- Born: November 30, 1987 (age 38) Toronto, Canada
- Occupations: Writer; slam poet;
- Writing career
- Language: English
- Genre: Poetry
- Subjects: Mental health; family; love;
- Notable work: Explaining My Depression To My Mother

= Sabrina Benaim =

Canadian poet

Sabrina Benaim (born November 30, 1987, in Toronto, Canada) is a writer, performance artist, and slam poet. Benaim was a winner of the 2014 Toronto Poetry Slam. She is best known for her poem "Explaining My Depression To My Mother."

==Personal life==
Sabrina Benaim was born November 30, 1987, in Toronto, Canada. She was a member of Canadian championship-winning 2014 Toronto Poetry Slam Team. She is currently a coach of the 2016 Toronto Poetry Slam (TPS) team. At age 23, Benaim was found to have a benign tumor in her throat. She took to performance poetry as a way to cope with her health complications, and to raise awareness for issues like anxiety and depression. She also represented Toronto at the Women Of The World Poetry Slam.

== Career ==
She took off on social media through her poem "Explaining My Depression To My Mother." From there she did a tour of The UK, Australia, US & Canada connecting with many of her fans through her poetry, books, and storytelling which furthered the take off of her career. Her poetry tackles issues that are relevant in our society like mental health, family, and love. Benaim has written poetry for ESPNW, the Government of Canada, and she made her television debut on Sport Chek.

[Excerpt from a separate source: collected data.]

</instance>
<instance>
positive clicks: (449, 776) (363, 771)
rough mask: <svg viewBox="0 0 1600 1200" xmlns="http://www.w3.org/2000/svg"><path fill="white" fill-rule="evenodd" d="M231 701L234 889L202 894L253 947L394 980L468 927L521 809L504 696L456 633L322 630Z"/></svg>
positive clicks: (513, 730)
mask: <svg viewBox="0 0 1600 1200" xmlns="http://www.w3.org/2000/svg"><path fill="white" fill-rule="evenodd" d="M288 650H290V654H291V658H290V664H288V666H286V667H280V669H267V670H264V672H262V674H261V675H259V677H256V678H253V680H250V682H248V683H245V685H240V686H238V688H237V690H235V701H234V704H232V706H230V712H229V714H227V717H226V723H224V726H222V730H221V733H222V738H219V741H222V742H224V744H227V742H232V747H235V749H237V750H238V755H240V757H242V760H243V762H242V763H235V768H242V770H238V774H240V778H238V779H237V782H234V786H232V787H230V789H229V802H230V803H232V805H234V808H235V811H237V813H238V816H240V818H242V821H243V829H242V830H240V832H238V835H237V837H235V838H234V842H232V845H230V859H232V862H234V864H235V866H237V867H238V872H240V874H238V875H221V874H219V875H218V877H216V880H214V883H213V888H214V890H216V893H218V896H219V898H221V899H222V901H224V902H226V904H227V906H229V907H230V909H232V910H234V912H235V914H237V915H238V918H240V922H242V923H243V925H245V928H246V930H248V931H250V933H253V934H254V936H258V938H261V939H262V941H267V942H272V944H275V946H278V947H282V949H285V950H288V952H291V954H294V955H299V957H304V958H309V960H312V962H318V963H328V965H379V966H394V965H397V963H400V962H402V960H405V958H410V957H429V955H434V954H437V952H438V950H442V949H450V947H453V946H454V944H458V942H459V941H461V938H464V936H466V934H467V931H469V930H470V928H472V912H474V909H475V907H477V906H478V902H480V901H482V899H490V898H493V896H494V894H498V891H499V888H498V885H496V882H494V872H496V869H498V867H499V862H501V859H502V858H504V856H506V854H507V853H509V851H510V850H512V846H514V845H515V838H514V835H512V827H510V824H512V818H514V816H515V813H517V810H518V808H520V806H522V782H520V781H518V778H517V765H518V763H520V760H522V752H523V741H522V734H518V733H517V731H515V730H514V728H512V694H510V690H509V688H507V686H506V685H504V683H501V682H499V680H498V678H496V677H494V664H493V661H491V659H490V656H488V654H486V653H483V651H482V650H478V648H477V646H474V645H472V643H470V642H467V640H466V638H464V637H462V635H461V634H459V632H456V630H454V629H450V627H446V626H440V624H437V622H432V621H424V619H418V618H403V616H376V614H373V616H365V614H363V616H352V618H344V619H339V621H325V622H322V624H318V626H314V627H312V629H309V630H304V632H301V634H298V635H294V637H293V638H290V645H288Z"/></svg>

Benaim is well known for performing on the Button Poetry YouTube series.

== Works ==
=== Poems ===
- Explaining My Depression To My Mother (Genius)
- June (Button poetry)
- What I Told the Doctor (Genius)
- Hurdles/Dreams (Button Poetry)
- What I Told the Doctor the Second Time (Button Poetry)
- So, I'm Talking to My Depression (Button Poetry)
- The Slow Now (Button Poetry)
- The Loneliest Sweet Potato (Button Poetry)

=== Books ===
- Depression and Other Magic Tricks (2017)  ISBN 9781943735204
- I Love You, Call Me Back (2021) ISBN 9780593185872

== Awards ==
- Nominated for Goodreads Best Poetry 2017 Choice Awards.